2024年4月20日(土)

田部康喜のTV読本

2012年5月30日

和久井映見の演技に再び注目

 「もう一度君に、プロポーズ」。竹野内演じる夫が妻の和久井に、最終回でプロポーズするエンディングを予想させるタイトルは、視聴者に対して挑戦的である。

 和久井が扮する宮本可南子は、図書館の司書である。図書館の近くの公園で、子どもたちに絵本を読み聞かせる練習をしていた可南子と、たまたま昼食をとっていた、竹野内が夫役の自動車整備工の波留は知り合い、結婚する。
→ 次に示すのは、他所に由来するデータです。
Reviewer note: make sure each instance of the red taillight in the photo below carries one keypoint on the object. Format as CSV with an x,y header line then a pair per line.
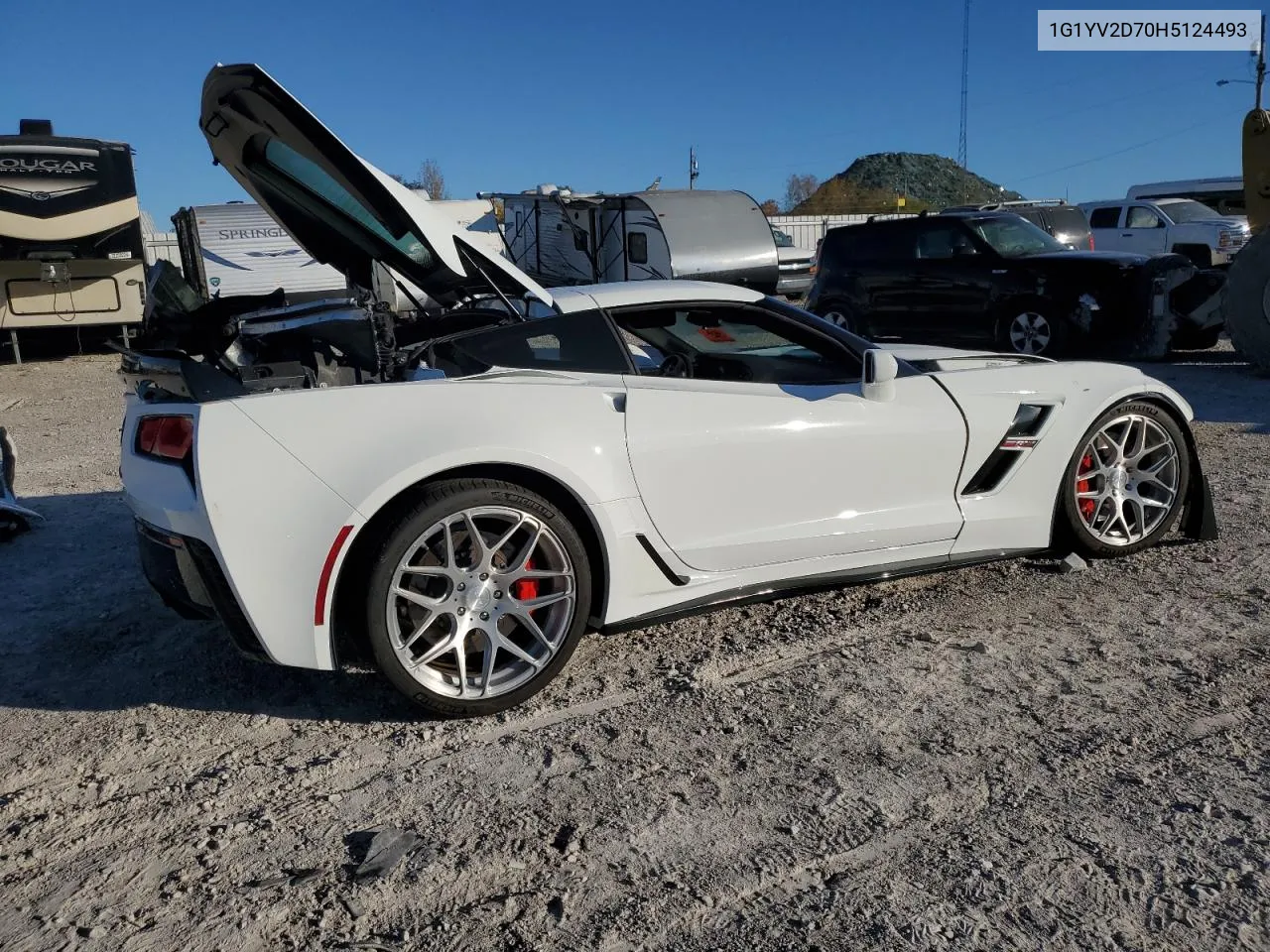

 可南子はくも膜下出血によって倒れ、一命を取り留める。しかし、波留と出会いそして結婚した期間の記憶だけを失ってしまう。手術後にベッドで目を開いて、心配そうに見守る波留に向かって、可南子は言う。

 「どちらさまでしたっけ」と。

 いったんは自宅に戻った可南子だったが、見知らぬ男性となった波留とは暮らしがたく、実家に戻る。

 ドラマは、ふたりの感情をあや織りながら、可南子のかつての恋人と波留に思いを寄せる職場の若い女性整備工が絡む。自宅に残された可南子の日記を読みながら、波留はなぜ妻の記憶が自分に関する部分だけが欠けているか、探ろうとするがわからずに、悩みは深まる。

 「離婚しよう」

 波留は可南子に告げる。

 第6話、2012年5月25日放映のラストシーンである。友人の結婚式が終わったあと、ふたりで残った教会。ふたりもここで式を挙げた。結婚の宣誓のなかで、神父の問いに「誓います」と大きな声で参列者の笑いを誘った波留に続いて、可南子も大きな声でこたえたシーンがフラッシュバックで挿入されたあと、この回はエンディングを迎えた。

非日常的な映画で魅せた脇役の現実感

 90年代にドラマの主役を務め続けた、和久井の演技に、筆者が最近再び気づいたのは、映画の脇役としてのそれだった。

 大奥の男女の役割が逆転するという奇想天外な発想の「大奥 男女逆転」(2010年)では、柴咲コウ演じる徳川吉宗の側近の加納久通を。大阪国が存在し、その秘密を大阪生まれの男子が引き継ぎ、王女を守るという「プリンセス・トヨトミ」(2011年)では、総理役のお好み焼き屋の主人の妻を演じた。「ほんまに、大阪の男はしょうがないわ」と大阪弁の和久井のセリフがエンディングである。